Basically, all rules of food chemistry blithely tossed out the window. What could possibly go wrong?
So I headed to the kitchen and was soon on a roll. (Heh-heh.)
It didn’t take long to realize this recipe would take longer than five minutes, due to a number of factors:
- I didn't have Greek yogurt. After some hurried Googling suggested this would not be a problem — and, in fact, regular yogurt can produce prettier baked goods — I substituted vanilla Activia.
- Several key ingredients were in grams, which meant dragging out the kitchen scale, weighing the containers used to hold the ingredients and then carefully adding the ingredients to reach the recommended weight. (This alone took five minutes.)
- The flour needed to be heat-treated, as it’s technically a raw product.

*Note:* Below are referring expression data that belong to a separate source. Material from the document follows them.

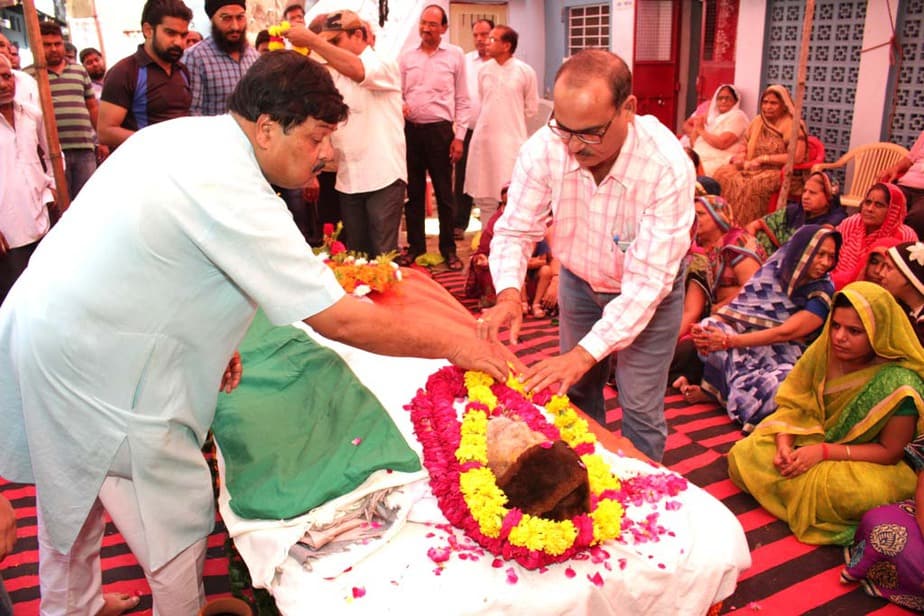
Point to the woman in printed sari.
(724, 257)
(749, 346)
(833, 449)
(750, 179)
(887, 556)
(881, 214)
(870, 266)
(820, 205)
(719, 134)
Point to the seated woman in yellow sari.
(749, 180)
(833, 449)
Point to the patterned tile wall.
(907, 114)
(832, 68)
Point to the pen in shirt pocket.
(620, 244)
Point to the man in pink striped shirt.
(620, 191)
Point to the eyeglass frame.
(565, 134)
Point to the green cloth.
(287, 432)
(824, 504)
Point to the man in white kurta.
(114, 341)
(474, 60)
(508, 96)
(370, 148)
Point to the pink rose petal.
(596, 578)
(439, 555)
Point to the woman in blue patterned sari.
(749, 346)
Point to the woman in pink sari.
(880, 216)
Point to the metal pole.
(800, 97)
(99, 31)
(48, 110)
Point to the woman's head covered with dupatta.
(892, 338)
(871, 263)
(879, 220)
(780, 121)
(718, 210)
(720, 107)
(801, 253)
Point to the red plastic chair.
(816, 155)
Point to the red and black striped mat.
(787, 577)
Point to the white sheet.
(694, 566)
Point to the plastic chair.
(815, 154)
(867, 162)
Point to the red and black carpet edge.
(786, 578)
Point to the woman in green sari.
(833, 449)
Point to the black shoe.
(407, 258)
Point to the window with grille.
(588, 26)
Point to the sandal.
(406, 259)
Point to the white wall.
(873, 79)
(749, 51)
(622, 29)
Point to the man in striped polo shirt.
(75, 106)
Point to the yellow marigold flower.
(484, 499)
(514, 383)
(482, 394)
(607, 519)
(558, 404)
(474, 378)
(541, 534)
(599, 474)
(473, 444)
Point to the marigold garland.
(455, 453)
(277, 38)
(355, 272)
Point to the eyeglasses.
(238, 18)
(588, 137)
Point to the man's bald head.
(593, 64)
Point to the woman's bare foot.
(692, 394)
(118, 603)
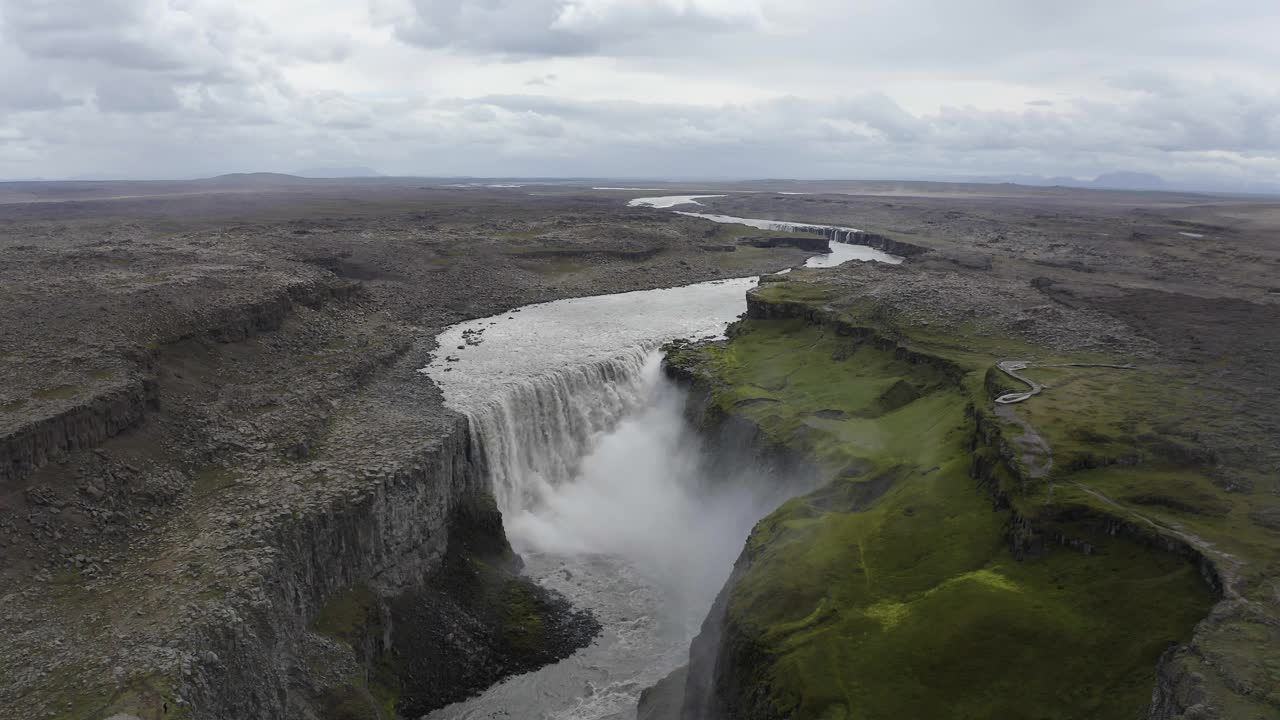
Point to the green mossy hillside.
(892, 592)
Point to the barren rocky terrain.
(220, 470)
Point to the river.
(604, 488)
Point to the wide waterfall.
(606, 490)
(535, 432)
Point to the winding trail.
(1013, 368)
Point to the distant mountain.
(339, 172)
(252, 180)
(1129, 181)
(1106, 181)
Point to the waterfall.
(534, 433)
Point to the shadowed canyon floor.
(224, 487)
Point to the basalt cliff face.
(940, 573)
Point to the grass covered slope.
(895, 591)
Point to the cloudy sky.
(709, 89)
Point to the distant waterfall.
(534, 432)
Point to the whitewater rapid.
(604, 488)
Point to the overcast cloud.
(712, 89)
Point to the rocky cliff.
(764, 650)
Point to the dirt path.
(1013, 368)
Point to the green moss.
(355, 618)
(213, 479)
(521, 613)
(891, 592)
(348, 615)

I wound up dumping the flour in a 2-cup Pyrex measuring cup, covering it with plastic wrap and microwaving it for 80 seconds — removing it every 20 seconds to stir it.
- The flour also needed to be self-rising. Google helped me make my own by whisking 1 1/2 teaspoons of baking powder and 1/4 teaspoon salt into 1 cup all-purpose flour.
- What with all the heat-treating and the weighing and the melting of butter, this simple recipe still managed to fill the sink with dishes.

Finally, I reached the point of dough return. The recipe instructed me to mix the flour and yogurt together and roll it out into a “rough rectangle shape,” which, in my case, meant “the approximate shape of Idaho."
Then I spread the sugar-cinnamon filling as much as possible, folded the dough and plunked it in a mug.
Head advised bakers to microwave the roll for 1 minute, but noted that her microwave was just 750 watts so people with more powerful appliances might need to adjust.
As it turned out, determining when my insta-roll was done really was the hardest part of the process. For one thing, baked goods don’t brown in the microwave, so the roll basically looked like raw dough with lava-hot cinnamon filling.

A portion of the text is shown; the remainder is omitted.